Alex's Notes

Alex's Notes

Alex Reid  //  Software developer from Newcastle upon Tyne, UK. All of the dubious opinions stated here are purely my own and not those of my employer.

Aug 20 / 2:12pm

Continuations in web development

Cleanly defining and managing the flow of screens in web applications, particularly multi-step processes or workflows can be challenging. Due to the stateless nature of HTTP, state has to be managed through cookies, hidden fields, URLs or session data held on the server. What if the user clicks the back button? Meh.

I was thinking, why can't we model web application flow like the monolithic programs we knocked together when we were young? (Or was that just me?)

10 PRINT "What is your name?"
20 INPUT NAME$
30 PRINT "Hello, ";NAME$
RUN

What is your name?
? Alex
Hello, Alex

It turns out I hadn't invented anything. An approach known as a continuation can make this happen. The Apache Cocoon and Seaside framework do just this in a web setting and this article from IBM describes it very well. A continuation is effectively a way of freezing code execution mid flow and squirreling it away to be continued later. When that happens, all prior state/variables are as they were and the code can continue to run, unaware that anything happened.
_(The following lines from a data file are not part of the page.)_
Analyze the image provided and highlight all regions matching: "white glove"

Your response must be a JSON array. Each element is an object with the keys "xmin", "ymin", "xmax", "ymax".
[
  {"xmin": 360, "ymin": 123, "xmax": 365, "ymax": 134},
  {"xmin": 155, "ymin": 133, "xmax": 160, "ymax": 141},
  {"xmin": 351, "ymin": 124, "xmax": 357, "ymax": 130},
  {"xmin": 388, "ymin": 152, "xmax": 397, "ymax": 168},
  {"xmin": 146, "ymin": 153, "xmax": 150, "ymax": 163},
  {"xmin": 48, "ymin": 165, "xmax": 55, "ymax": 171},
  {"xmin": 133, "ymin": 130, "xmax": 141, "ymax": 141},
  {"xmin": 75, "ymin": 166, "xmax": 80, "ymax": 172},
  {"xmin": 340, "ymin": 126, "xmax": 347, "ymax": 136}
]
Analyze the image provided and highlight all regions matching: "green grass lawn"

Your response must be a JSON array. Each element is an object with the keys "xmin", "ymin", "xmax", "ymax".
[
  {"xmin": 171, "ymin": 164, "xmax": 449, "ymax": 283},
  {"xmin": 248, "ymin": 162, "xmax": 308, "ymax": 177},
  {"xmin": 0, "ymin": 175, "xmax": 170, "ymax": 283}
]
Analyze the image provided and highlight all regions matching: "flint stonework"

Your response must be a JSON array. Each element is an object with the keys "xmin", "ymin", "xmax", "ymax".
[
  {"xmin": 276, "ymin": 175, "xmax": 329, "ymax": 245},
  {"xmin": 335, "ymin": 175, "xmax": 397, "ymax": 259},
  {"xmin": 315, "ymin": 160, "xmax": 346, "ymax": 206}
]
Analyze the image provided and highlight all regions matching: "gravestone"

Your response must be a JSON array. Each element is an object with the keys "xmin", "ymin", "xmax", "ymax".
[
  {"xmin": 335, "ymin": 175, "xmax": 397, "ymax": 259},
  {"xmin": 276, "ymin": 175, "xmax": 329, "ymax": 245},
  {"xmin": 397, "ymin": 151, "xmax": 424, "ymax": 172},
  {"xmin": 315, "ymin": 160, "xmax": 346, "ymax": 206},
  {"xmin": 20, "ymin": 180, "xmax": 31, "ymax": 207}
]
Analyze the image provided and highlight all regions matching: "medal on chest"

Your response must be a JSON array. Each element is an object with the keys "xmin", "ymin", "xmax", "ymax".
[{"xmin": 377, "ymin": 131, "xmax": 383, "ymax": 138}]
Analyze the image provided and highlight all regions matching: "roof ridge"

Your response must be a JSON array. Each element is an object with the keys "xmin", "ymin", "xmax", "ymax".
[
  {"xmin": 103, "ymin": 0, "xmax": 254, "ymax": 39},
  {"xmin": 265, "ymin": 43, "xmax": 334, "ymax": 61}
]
Somewhat like hibernating your laptop, rather than shutting it down, perhaps.

As it happens, this approach fits well with the HTTP request/response cycle. Code runs, needs more input - continuation stored and HTML form displayed. User supplies more input and clicks submit. Server runs continuation and does some processing - decides more data is needed, continuation stored and another HTML form displayed.

I imagine this kind of monolithic flow would make for very readable business process implementation. I like the idea of the logic of a process is defined as simply as possible in a single location, not scattered across user controls and databases.

One to ponder. This could be one of those cases where a disproportionate amount of complexity is introduced to make something else simpler. Maybe the way we program for the web isn't perfect, but isn't horribly broken either.